Un moment charnière pour l'Europe

Nous vivons un moment charnière pour l’avenir de l’Europe. D’un côté il y a ces quelques dirigeants qui cherchent à défendre leur pays et l’Europe par la même occasion, contre la vague migratoire: ceux des 4 pays du groupe de Visegrad et ceux du Danemark. De l’autre, les dirigeants des autres pays, Suisse comprise, pris par l’hystérie convulsive qui secoue notre continent. L’Autriche quant à elle semble danser d’un pied sur l’autre. Combien de temps ces courageux dirigeants réussiront-ils à résister au rouleau compresseur allemand reste à démontrer. Quoi qu'il arrive, je les admire d'ores et déjà.

Ce phénomène d’hystérie collective est très intéressant car nous assistions depuis de nombreuses années à un clivage entre deux camps irréductibles : ceux qui rejetaient largement et pour différentes raisons une immigration extra-communautaire massive et ceux qui professaient avoir du cœur en voulant la faciliter. Ces camps ne bougeaient pas depuis longtemps. C’était le status quo et le dialogue de sourds.  Et depuis la photo, de nombreuses personnes de tous horizons ont basculé dans l’émotionnel et l’irrationnel, rompant ce status quo. Or, ce qui peut être admissible chez Monsieur ou Madame tout-le-monde est simplement inacceptable venant de personnes ayant aspiré à la charge suprême qui consiste à diriger un pays ou une communauté de pays.  

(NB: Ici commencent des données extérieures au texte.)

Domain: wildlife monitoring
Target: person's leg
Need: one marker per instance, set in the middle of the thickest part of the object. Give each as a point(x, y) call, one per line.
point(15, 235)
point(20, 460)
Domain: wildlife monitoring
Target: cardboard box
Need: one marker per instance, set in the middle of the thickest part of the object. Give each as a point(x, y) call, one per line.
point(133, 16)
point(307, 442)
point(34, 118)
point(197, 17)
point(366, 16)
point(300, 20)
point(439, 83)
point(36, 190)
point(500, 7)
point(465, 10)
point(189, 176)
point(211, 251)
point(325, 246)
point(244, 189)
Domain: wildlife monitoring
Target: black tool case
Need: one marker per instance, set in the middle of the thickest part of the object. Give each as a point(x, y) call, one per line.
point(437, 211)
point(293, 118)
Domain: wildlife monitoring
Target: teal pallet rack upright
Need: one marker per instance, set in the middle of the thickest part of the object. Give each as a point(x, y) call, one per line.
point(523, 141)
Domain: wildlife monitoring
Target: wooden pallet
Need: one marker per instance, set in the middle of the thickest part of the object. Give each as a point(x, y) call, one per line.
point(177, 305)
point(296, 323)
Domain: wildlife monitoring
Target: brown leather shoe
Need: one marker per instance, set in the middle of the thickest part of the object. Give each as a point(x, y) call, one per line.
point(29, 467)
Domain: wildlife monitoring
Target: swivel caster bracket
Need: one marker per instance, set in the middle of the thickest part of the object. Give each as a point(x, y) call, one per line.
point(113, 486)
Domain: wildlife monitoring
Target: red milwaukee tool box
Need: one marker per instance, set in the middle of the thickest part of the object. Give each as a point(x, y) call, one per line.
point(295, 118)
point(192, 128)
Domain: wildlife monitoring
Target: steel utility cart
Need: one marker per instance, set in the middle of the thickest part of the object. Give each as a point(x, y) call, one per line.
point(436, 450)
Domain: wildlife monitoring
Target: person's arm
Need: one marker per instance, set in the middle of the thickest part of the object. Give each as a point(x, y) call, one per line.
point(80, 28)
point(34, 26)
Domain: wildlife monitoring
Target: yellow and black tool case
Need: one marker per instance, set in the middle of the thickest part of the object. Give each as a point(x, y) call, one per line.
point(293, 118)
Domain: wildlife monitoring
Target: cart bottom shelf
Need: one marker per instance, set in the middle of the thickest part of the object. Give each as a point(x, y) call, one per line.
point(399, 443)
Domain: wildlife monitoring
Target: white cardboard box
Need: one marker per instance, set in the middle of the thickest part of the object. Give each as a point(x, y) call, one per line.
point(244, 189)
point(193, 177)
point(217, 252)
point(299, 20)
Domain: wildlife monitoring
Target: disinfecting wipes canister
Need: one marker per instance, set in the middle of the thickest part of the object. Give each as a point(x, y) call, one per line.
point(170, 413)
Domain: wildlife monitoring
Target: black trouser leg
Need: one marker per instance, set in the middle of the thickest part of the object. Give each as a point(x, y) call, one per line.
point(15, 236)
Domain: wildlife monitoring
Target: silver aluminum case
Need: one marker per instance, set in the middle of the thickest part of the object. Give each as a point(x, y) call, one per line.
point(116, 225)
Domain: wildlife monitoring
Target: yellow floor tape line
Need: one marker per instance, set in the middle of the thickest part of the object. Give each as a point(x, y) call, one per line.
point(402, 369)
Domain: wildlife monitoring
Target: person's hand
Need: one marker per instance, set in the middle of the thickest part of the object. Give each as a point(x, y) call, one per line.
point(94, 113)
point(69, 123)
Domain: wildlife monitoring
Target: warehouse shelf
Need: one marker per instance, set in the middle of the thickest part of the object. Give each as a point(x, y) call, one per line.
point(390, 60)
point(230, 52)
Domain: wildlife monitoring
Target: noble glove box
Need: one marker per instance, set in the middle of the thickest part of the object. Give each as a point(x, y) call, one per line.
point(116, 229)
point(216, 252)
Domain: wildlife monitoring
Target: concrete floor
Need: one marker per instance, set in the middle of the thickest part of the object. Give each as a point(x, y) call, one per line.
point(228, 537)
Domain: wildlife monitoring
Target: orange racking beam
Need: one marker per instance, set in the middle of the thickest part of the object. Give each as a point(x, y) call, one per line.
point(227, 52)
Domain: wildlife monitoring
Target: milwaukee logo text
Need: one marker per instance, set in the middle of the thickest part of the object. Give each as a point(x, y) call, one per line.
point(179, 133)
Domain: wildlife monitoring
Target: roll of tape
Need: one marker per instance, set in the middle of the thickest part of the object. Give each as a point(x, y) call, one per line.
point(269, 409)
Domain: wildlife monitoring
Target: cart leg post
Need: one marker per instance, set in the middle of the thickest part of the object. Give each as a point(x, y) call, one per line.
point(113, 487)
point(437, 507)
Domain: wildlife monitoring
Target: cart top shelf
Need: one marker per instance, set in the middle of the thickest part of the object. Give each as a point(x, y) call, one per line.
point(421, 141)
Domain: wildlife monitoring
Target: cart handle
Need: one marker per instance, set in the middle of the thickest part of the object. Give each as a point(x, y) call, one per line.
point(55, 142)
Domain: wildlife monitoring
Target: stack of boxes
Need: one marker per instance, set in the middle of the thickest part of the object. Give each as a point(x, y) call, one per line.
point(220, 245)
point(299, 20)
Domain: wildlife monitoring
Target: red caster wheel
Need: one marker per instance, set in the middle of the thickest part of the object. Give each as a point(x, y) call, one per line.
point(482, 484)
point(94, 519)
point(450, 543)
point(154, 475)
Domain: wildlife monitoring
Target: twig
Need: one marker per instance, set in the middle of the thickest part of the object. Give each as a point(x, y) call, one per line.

Pour la seule année 2015, ce sont environ 1.5 million de migrants qui entreront en Europe. Mais ce chiffre est trompeur car nous savons tous que l’immense majorité de ces migrants sont des hommes seuls et qu’ils exigeront le regroupement familial dès qu’ils seront installés. Ils généreront dès lors une immigration effective qui sera comprise dans une fourchette entre 3 et 5 millions de personnes. Beaucoup plus grave pour notre avenir, je ne vois pas qui aura demain le courage de refermer la porte maintenant qu’elle est si largement et si irrationnellement ouverte. Et prions pour qu'il n'y ait pas demain une guerre civile en Turquie car les dirigeants de ce pays, à force de jouer avec le feu, pourraient perdre un jour le contrôle de la situation.